About host events

Linux Windows

During the lifespan of a virtual machine (VM) instance or bare metal instance, the host machine that your instance runs on can experience multiple host events. A host event can include the regular maintenance of Compute Engine infrastructure, or, in rare cases a host error. You can choose how your VM and bare metal instances respond during or after a host event by configuring the host maintenance policy.

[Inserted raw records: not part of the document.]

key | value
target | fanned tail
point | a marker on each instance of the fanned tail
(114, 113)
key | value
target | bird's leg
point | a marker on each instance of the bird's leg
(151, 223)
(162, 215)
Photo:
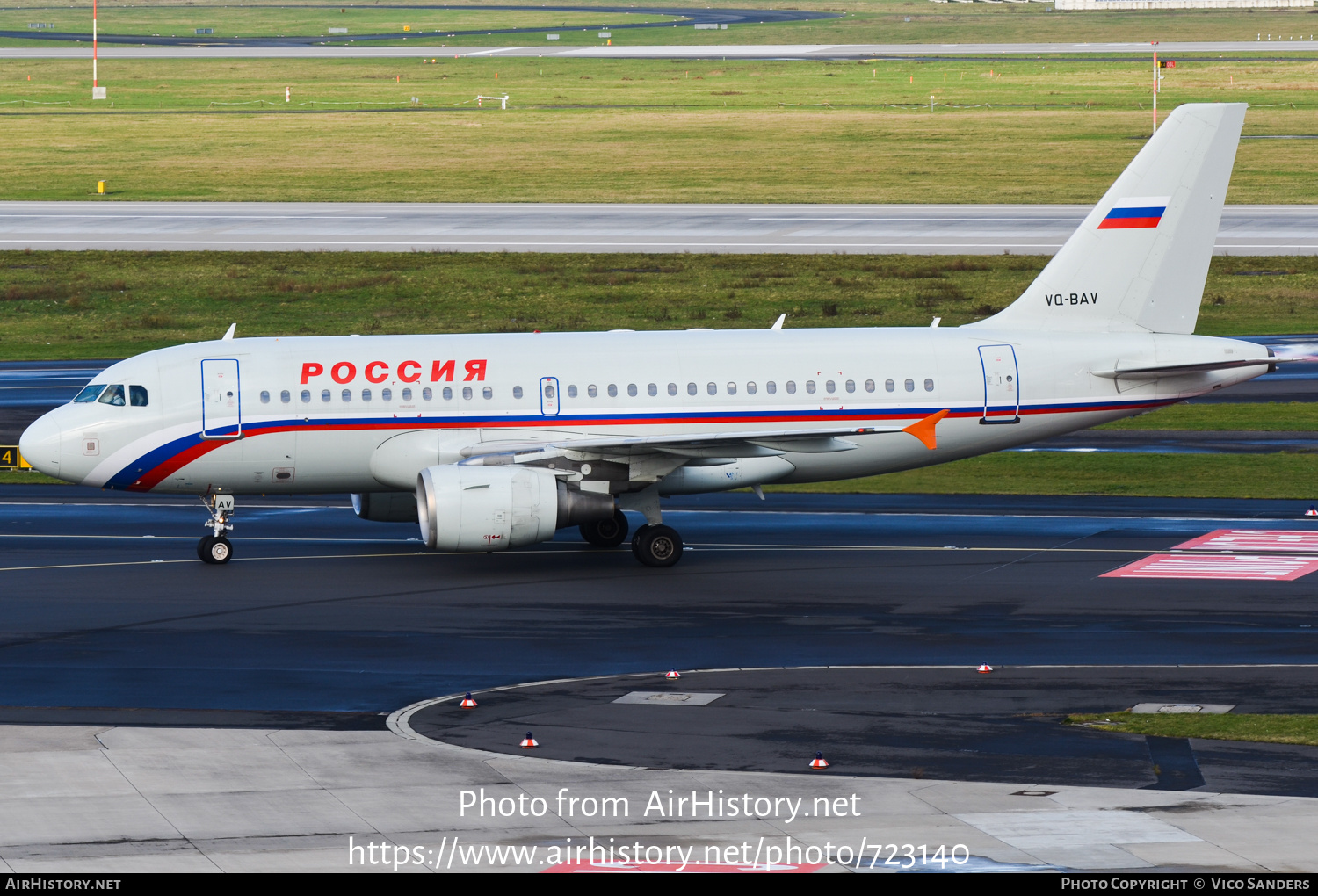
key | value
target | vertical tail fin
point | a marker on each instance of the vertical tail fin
(1139, 261)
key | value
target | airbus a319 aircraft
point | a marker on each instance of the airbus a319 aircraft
(493, 442)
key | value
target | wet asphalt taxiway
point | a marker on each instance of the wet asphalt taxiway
(326, 621)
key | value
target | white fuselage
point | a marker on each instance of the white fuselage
(308, 414)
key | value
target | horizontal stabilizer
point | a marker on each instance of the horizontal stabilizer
(1185, 369)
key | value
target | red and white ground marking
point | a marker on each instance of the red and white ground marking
(1252, 540)
(1242, 567)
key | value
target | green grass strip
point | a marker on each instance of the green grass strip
(1281, 476)
(1263, 729)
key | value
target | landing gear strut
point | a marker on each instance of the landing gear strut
(656, 546)
(606, 532)
(215, 547)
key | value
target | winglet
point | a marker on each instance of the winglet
(923, 430)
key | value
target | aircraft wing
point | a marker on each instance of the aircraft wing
(759, 443)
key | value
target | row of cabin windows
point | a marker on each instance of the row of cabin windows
(771, 387)
(113, 395)
(592, 390)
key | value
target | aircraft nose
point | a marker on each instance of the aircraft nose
(40, 444)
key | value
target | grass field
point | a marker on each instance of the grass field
(118, 303)
(626, 131)
(1264, 416)
(1267, 729)
(865, 21)
(1281, 476)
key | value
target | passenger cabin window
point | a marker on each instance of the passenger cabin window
(87, 394)
(113, 395)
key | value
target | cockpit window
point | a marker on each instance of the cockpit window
(112, 395)
(89, 394)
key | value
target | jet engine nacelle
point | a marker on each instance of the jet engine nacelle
(471, 508)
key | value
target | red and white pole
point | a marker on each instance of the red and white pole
(1155, 83)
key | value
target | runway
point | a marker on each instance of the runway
(1265, 49)
(545, 227)
(108, 609)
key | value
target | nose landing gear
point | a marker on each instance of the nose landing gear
(215, 548)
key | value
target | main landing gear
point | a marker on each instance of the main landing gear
(654, 545)
(215, 547)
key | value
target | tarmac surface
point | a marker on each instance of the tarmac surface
(547, 227)
(107, 605)
(1265, 49)
(161, 714)
(946, 722)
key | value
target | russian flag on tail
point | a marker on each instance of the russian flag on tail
(1135, 213)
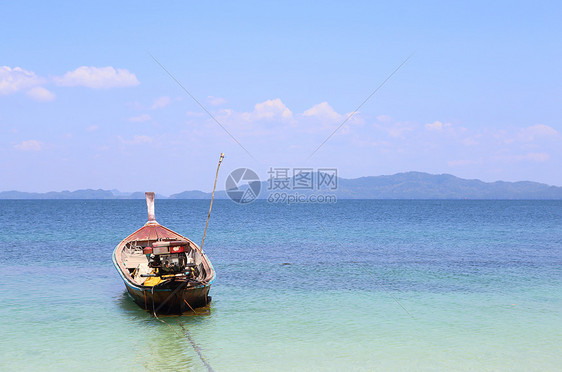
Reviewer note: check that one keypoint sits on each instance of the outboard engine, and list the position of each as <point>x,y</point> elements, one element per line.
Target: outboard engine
<point>168,257</point>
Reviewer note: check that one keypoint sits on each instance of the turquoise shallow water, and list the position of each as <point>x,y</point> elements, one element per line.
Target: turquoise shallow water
<point>359,285</point>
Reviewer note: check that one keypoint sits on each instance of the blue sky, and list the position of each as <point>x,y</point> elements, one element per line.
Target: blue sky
<point>83,105</point>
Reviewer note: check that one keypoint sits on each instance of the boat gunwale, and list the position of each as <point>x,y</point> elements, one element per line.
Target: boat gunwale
<point>125,275</point>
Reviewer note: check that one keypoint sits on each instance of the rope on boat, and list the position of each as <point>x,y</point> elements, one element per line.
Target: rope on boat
<point>212,198</point>
<point>187,334</point>
<point>196,347</point>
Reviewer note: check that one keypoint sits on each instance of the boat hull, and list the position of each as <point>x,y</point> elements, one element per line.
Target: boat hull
<point>170,301</point>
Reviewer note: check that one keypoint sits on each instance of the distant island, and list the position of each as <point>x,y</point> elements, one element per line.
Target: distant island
<point>409,185</point>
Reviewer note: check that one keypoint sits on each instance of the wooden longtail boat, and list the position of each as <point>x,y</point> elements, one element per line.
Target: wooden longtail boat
<point>163,271</point>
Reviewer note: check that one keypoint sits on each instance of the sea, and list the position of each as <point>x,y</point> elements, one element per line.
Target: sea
<point>356,285</point>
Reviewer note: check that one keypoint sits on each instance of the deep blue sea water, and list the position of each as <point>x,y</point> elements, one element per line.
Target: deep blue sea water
<point>356,285</point>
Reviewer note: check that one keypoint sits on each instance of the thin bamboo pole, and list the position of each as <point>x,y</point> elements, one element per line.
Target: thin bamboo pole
<point>212,198</point>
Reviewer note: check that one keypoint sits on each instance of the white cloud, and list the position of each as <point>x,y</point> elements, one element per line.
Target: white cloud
<point>140,118</point>
<point>384,118</point>
<point>98,78</point>
<point>216,101</point>
<point>161,102</point>
<point>15,79</point>
<point>532,156</point>
<point>538,130</point>
<point>31,145</point>
<point>270,109</point>
<point>41,94</point>
<point>456,163</point>
<point>323,111</point>
<point>137,140</point>
<point>537,156</point>
<point>437,126</point>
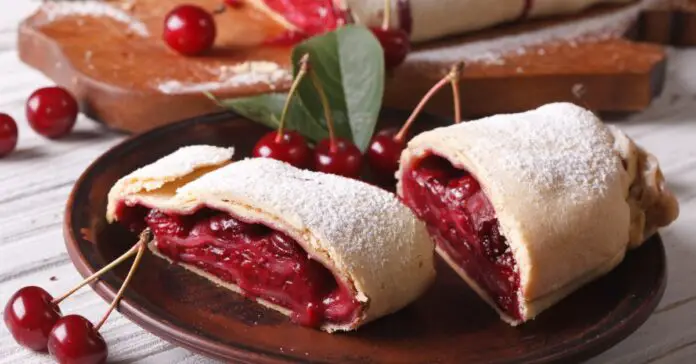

By default, most instances are set to live migrate during host events. You can override this behavior and explicitly set the instances to terminate and optionally restart. Some machine types don't support live migration, such as bare metal instances or VMs with attached GPUs. These instances terminate during host events. For more information, see Maintenance and restart behaviors.

Types of host events

There are two types of host events, which are described in more detail in the following sections:

Maintenance events
Host errors

If your instance becomes unresponsive, this can also trigger a restart or termination of the instance.

Maintenance events

A maintenance event is when Compute Engine has to perform a maintenance or repair activity that requires VMs to be moved out of the host server. If you enable the live migration host maintenance policy for a supported instance type, Compute Engine moves the instance to a new host, and there is minimal disruption to your application.

Instance behavior during a maintenance event can vary depending on the tenancy of the instance as well as the machine type. The following table summarizes the behavior for planned maintenance events.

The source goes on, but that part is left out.